Freud en 1906, 50 ans.

"Nous avançons donc indubitablement, et vous serez celui qui comme Josué, si je suis Moïse, prendrez possession de la terre promise de la psychiatrie, que je ne peux qu'apercevoir de loin". Lettre à C.G.Jung, 17.1.1909.

Le 6 mai 1906, pour son cinquantième anniversaire, les proches disciples de Freud lui font un cadeau surprise: une médaille en bronze à son effigie avec au verso un motif représentant Oedipe face au Sphynx et gravé, ce vers que Sophocle met dans la bouche du Coryphée et qui est le 1525ème des 1530 que compte la tragédie d'Oedipe-Roi.

Ce vers, le voici:

Si on détache le vers de son contexte, on peut traduire, comme le fait Ernest Jones:" Celui qui résolut l'énigme fameuse et fut un homme de grand pouvoir". On peut même dire "le plus puissant" puisque kratistos est le superlatif de kratos qui veut dire puissant.

Mais replacé dans son contexte, le vers prend une connotation toute singulière qui lui confère sa signification proprement tragique.

Voici les six derniers vers d'Oedipe-Roi dans la traduction de Jean Grosjean ( Pléiade )

>>Gens de Thèbes, ma patrie, regardez cet Oedipe qui savait les fameuses énigmes. Il triomphait.

Personne ne pouvait voir sa fortune sans l'envier.

Dans quel tourbillon de malheurs horribles il est tombé!

On ne doit estimer heureux aucun mortel

avant de voir son dernier jour et qu'il ait atteint

le terme de sa vie sans subir de souffrance.<<

C'est la mort en effet qui, selon le mot d'André Malraux, transforme la vie en destin. Revenons au 6 mai 1906. Ce jour-là donc, Freud reçoit le fameux médaillon. Survient alors un incident remarquable. Voici comment Ernest Jones rapporte l'événement:

"Un curieux événement s'était produit à la remise dudit médaillon. En lisant l'inscription, Freud pâlit, s'agita, et, d'une voix étranglée, demanda qui y avait songé.
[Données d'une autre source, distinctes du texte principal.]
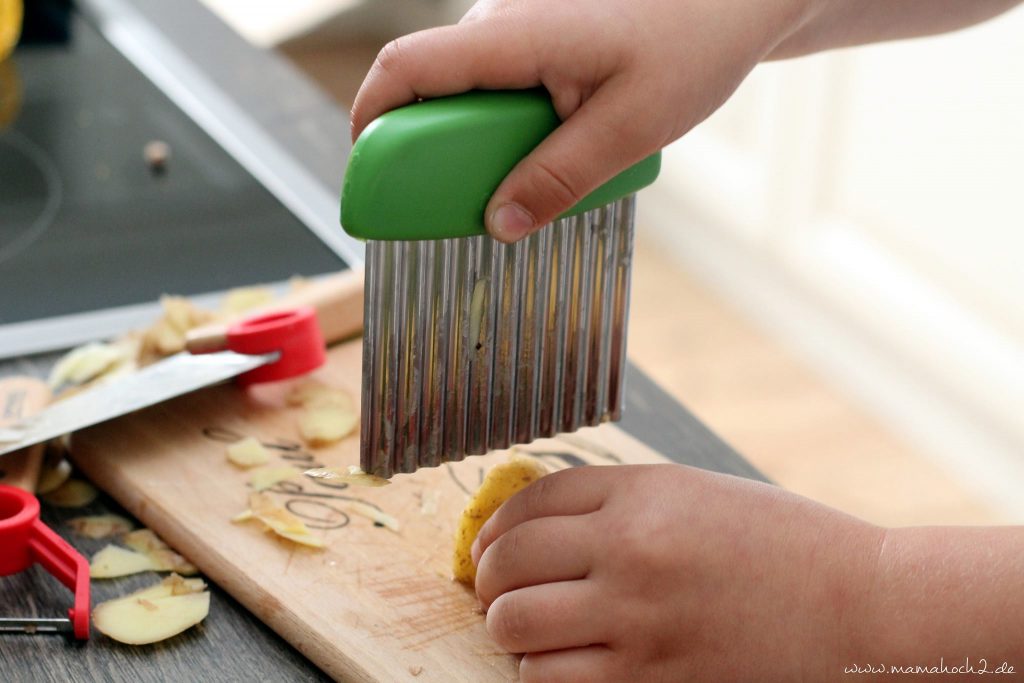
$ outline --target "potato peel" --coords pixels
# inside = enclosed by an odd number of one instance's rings
[[[125,534],[121,540],[132,550],[148,556],[156,571],[173,571],[185,576],[199,573],[194,564],[164,543],[152,529],[136,529]]]
[[[328,479],[330,481],[353,484],[355,486],[378,487],[387,486],[391,483],[384,477],[378,477],[376,474],[363,472],[356,465],[349,465],[345,469],[342,469],[341,467],[317,467],[315,469],[306,470],[303,474],[312,479]]]
[[[91,515],[68,520],[68,526],[86,538],[110,538],[131,531],[134,525],[120,515]]]
[[[273,301],[274,292],[267,287],[237,287],[224,296],[220,310],[227,315],[237,315]]]
[[[96,553],[89,563],[89,575],[96,579],[110,579],[140,572],[171,571],[192,576],[199,569],[172,550],[150,529],[136,529],[121,539],[128,548],[116,545]]]
[[[124,343],[91,342],[72,349],[50,371],[51,389],[85,384],[134,361],[134,349]]]
[[[359,416],[352,409],[316,406],[307,408],[299,417],[299,434],[313,448],[329,446],[354,432],[358,424]]]
[[[266,465],[270,462],[270,452],[253,436],[236,441],[227,447],[226,452],[231,464],[242,468]]]
[[[249,486],[259,492],[269,489],[279,482],[295,479],[301,474],[302,472],[294,467],[260,467],[252,470],[252,474],[249,476]]]
[[[379,524],[380,526],[386,529],[394,531],[396,534],[399,531],[401,531],[401,525],[398,523],[397,519],[387,514],[386,512],[375,508],[369,503],[363,503],[358,500],[350,500],[346,502],[345,507],[346,509],[351,510],[357,515],[362,515],[363,517],[367,517],[373,520],[374,524]]]
[[[312,379],[304,380],[293,386],[285,397],[285,402],[290,406],[302,406],[303,408],[333,406],[348,411],[355,410],[355,404],[348,392]]]
[[[231,521],[245,522],[251,519],[259,520],[266,530],[293,543],[312,548],[324,547],[323,539],[314,536],[305,522],[275,503],[274,499],[265,493],[249,494],[249,509],[235,515]]]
Il se comporta comme s'il avait rencontré quelque revenant et c'est bien ce qui était arrivé. Federn dit à Freud que c'était lui qui avait choisi la citation. Alors ce dernier révéla que jeune étudiant à l'Université de Vienne, il avait coutume de déambuler dans la grande Cour et de regarder les bustes d'anciens professeurs célèbres. C'est alors que non seulement il avait eu le fantasme d'y voir son propre buste futur, ce qui n'aurait rien de surprenant chez un étudiant ambitieux, mais encore qu'il avait imaginé ce buste portant exactement les mots qui se trouvaient sur le médaillon" (Ernest Jones, La vie et l'oeuvre de Freud, tome 2,pp. 14-15).
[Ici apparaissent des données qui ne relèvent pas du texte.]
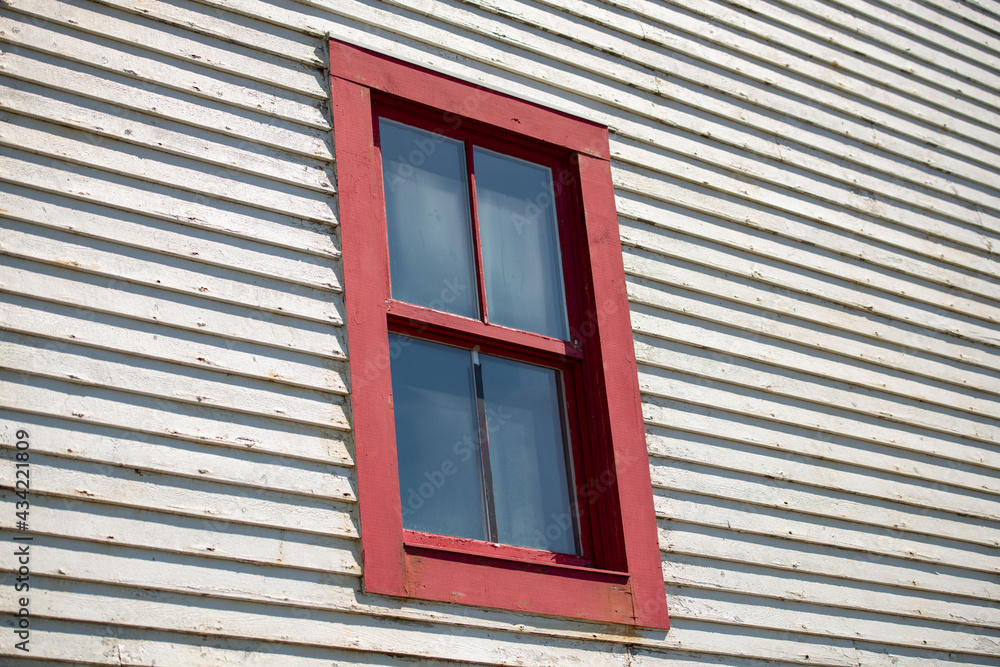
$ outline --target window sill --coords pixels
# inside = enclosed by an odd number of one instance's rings
[[[632,578],[509,545],[403,531],[404,595],[634,625]],[[490,575],[484,577],[484,566]]]
[[[613,570],[601,570],[591,567],[590,561],[580,556],[553,553],[540,549],[528,549],[508,544],[494,544],[481,540],[470,540],[447,535],[433,535],[412,530],[403,531],[403,546],[408,552],[419,549],[440,551],[450,554],[461,554],[473,558],[488,558],[504,560],[524,565],[540,565],[553,570],[576,571],[581,575],[593,574],[595,577],[618,577],[622,583],[628,581],[628,574]],[[609,579],[610,580],[610,579]]]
Cet incident qui relève typiquement du phénomène d' "inquiétante étrangeté" - "Das Unheimliche" - nous incite à y voir l'effet d'une identification préconsciente de Freud, au moins aussi puissante que l'identification à Moïse, c'est l'identification à Oedipe, non point l'identification à l'Oedipe incestueux-parricide qui gît au coeur de l'inconscient de tous les hommes mais à l'Oedipe tragique tel que Sophocle l'a immortalisé et qui, pour les Grecs du V-ème siècle, personnifiait notamment le héros de la raison et du savoir, celui qui veut connaître la vérité avant toute autre chose et qui, apparaissant en cela comme le précurseur mythique des philosophes de l'âge d'or de la Grèce, annonce l'avènement du Logos que glorifieront Socrate, Platon et Aristote . Si Oedipe est tragique, c'est parce que la quête de la vérité qui est son plus haut idéal comme il est celui des philosophes socratiens, cette quête aboutit à le détruire complètement.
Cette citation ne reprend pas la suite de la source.